Por causa dos riscos de "danos irrecuperáveis ao meio ambiente", a juíza Maria Amelia Almeida Senos de Carvalho, da 23ª Vara da Justiça Federal do Rio de Janeiro, suspendeu na terça-feira (29) a revogação de três resoluções do Conselho Nacional do Meio Ambiente (Conama), que alterava normas de proteção ambiental, colocando em risco o meio ambiente.

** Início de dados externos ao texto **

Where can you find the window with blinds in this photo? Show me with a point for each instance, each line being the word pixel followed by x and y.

As normas fixam parâmetros de proteção para áreas de preservação permanente, como restingas, manguezais e outros ecossistemas sensíveis, com o objetivo de impedir a ocupação e desmatamento. As resoluções foram revogadas na reunião do Conama realizada na segunda-feira (28).

A Resolução nº 284, de 30 agosto de 2001, estabelecia regras para o licenciamento de empreendimentos de irrigação. A de nº 302, de 20 de fevereiro de 2002, definia parâmetros, conceitos e limites de Áreas de Preservação Permanente de reservatórios artificiais. Por exemplo, represas e o regime de uso do entorno. E a de nº 303, de 13 de maio de 2002, fixava limites de áreas de preservação permanente para a vegetação rasteira no litoral, como aquelas que protegem os manguezais.

A ação popular contra a União e o ministro do Meio Ambiente, Ricardo Salles, foi movida pelos advogados Rodrigo da Silva Roma, Leonardo Nicolau Passos Marinho, Renata Miranda Porto e Juliana Cruz Teixeira da Silva. Na ação eles afirmaram que a revogação das normas viola o direito constitucional a um meio ambiente ecologicamente equilibrado, assegurado no artigo 225 da Carta Magna, assim como a Política Nacional do Meio Ambiente, estabelecida na Lei 6.938/1981 e o Código Florestal (Lei 12.651/2012).

O Conama aprovou também a autorização para a queima de resíduos de produtos altamente tóxicos. Entre eles os próprios agrotóxicos, em fornos de produção de clinquer, o principal insumo para a fabricação de cimento.

O Conselho é o principal órgão consultivo do Ministério do Meio Ambiente. É responsável por estabelecer critérios que autorizam licenciamento ambiental e pelas normas para manutenção da qualidade do meio ambiente.